Deux tonnes de plus. La Banque nationale tchèque a encore accru ses réserves d’or en août 2026, portant à 39 mois consécutifs sa série d’achats nets. Pour un pays d’environ 10,5 millions d’habitants, cette régularité intrigue autant qu’elle éclaire une tendance plus large : les banques centrales redonnent une place stratégique au métal jaune.
Prague installe l’or dans sa stratégie de réserve
La Banque nationale tchèque, située à Prague, achète de l’or de manière régulière depuis plus de trois ans. Le dernier mouvement connu porte sur 2 tonnes d’or physique acquises ce mois-ci.
Un « achat net » signifie que la banque centrale a acheté davantage d’or qu’elle n’en a vendu sur une période donnée. La série tchèque ne correspond donc pas à un simple ajustement ponctuel. Elle traduit une politique suivie, mois après mois.
L’« or physique » désigne du métal détenu sous forme tangible, généralement en lingots conservés dans des coffres, et non un produit financier indexé sur le cours de l’or. Pour une banque centrale, cet or entre dans les réserves officielles de l’État.
Diversifier hors des monnaies traditionnelles
La raison principale tient à la diversification. Une banque centrale détient des « réserves de change », c’est-à-dire des actifs destinés à soutenir la stabilité financière du pays : devises étrangères, titres souverains, et or.
Les grandes « devises de réserve » sont les monnaies utilisées massivement dans le commerce et la finance internationale, comme le dollar américain ou l’euro. En augmentant sa réserve aurifère, la République tchèque réduit progressivement sa dépendance à ces monnaies.
L’or ne dépend pas de la signature d’un État émetteur. Cette caractéristique explique son intérêt pour les banques centrales en période d’incertitude géopolitique, de tensions sur les devises ou de crainte d’érosion monétaire.
Un signal venu d’un petit pays européen
La République tchèque n’appartient pas à la zone euro et conserve sa monnaie nationale, la couronne tchèque. Sa stratégie aurifère prend donc une dimension particulière en Europe : elle s’inscrit dans une logique de souveraineté monétaire et de prudence patrimoniale.
Cette accumulation ne signifie pas que Prague abandonne les devises classiques. Elle montre plutôt une volonté de rééquilibrage. L’or joue ici le rôle d’actif de réserve, c’est-à-dire un actif conservé pour renforcer la crédibilité financière et la capacité de réaction de l’État.
Pour les investisseurs belges et francophones, ce mouvement mérite attention. Les banques centrales ne raisonnent pas comme des particuliers, mais leur comportement influence souvent la perception de l’or comme valeur de long terme.

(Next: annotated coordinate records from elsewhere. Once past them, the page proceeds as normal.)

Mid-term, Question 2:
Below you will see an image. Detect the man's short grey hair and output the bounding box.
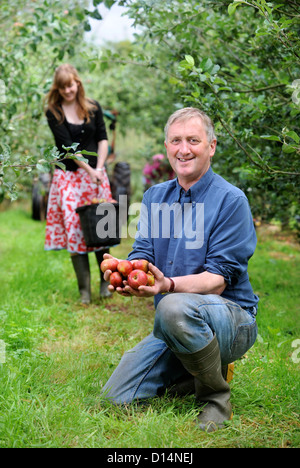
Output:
[165,107,217,143]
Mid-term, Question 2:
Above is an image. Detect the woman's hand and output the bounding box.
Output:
[103,254,170,297]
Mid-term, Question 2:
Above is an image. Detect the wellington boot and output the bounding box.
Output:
[176,336,232,432]
[71,254,91,304]
[95,249,112,297]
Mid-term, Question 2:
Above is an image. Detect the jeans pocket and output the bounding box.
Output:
[231,318,257,361]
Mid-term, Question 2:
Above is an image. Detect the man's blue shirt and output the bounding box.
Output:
[128,168,258,308]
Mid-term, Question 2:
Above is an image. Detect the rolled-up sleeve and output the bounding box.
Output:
[128,192,155,263]
[203,196,257,286]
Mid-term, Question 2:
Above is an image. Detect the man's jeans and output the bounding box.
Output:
[102,293,257,404]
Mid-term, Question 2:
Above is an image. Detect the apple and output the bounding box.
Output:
[147,271,155,286]
[117,260,133,278]
[100,258,119,273]
[127,270,148,289]
[110,271,124,288]
[131,260,149,273]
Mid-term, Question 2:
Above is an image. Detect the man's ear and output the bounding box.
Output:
[210,138,217,158]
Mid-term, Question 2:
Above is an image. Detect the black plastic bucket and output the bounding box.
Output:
[76,203,121,247]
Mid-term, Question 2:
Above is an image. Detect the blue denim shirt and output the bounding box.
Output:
[128,168,258,309]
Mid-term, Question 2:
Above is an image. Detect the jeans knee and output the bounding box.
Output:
[154,294,185,341]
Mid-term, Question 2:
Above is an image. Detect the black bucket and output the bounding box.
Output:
[76,203,121,247]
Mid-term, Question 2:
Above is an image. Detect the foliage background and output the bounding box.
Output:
[0,0,300,227]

Une tendance mondiale confirmée
La République tchèque n’est pas seule. En août 2026, la Banque centrale de Jordanie a aussi acquis 1 tonne d’or. Dans son cas, l’environnement régional instable au Moyen-Orient explique en partie cette recherche de sécurité financière.
Plus largement, plusieurs banques centrales poursuivent leurs achats d’or pour se protéger de la volatilité des devises traditionnelles. La « volatilité » désigne les variations parfois rapides et importantes du prix d’un actif ou d’une monnaie.
Cette demande institutionnelle contribue à replacer l’or au centre des stratégies de réserve. Elle ne garantit pas une hausse continue du cours, mais elle constitue un soutien structurel pour le marché.
Quel enseignement pour les épargnants ?
Pour les particuliers, l’exemple tchèque ne doit pas être interprété comme un signal automatique d’achat. Une banque centrale achète avec un horizon très long, des contraintes différentes et des volumes sans rapport avec ceux d’un ménage.
Néanmoins, l’idée de diversification reste comparable. Détenir une part de patrimoine en métaux précieux physiques pourrait offrir une protection partielle contre l’inflation, les crises financières ou la perte de confiance dans certaines monnaies. Cette approche devrait toutefois rester proportionnée au profil de risque, à l’horizon de placement et aux règles fiscales du pays de résidence.
En Belgique, l’or d’investissement bénéficie d’un cadre spécifique, notamment pour certains lingots et pièces répondant aux critères légaux. Avant tout achat, la qualité, la prime, la liquidité et les conditions de revente doivent être vérifiées.
La Banque nationale tchèque envoie ainsi un message simple : dans un monde incertain, l’or redevient un outil de réserve. Pour Prague, ce choix semble désormais relever d’une stratégie, pas d’une opportunité passagère.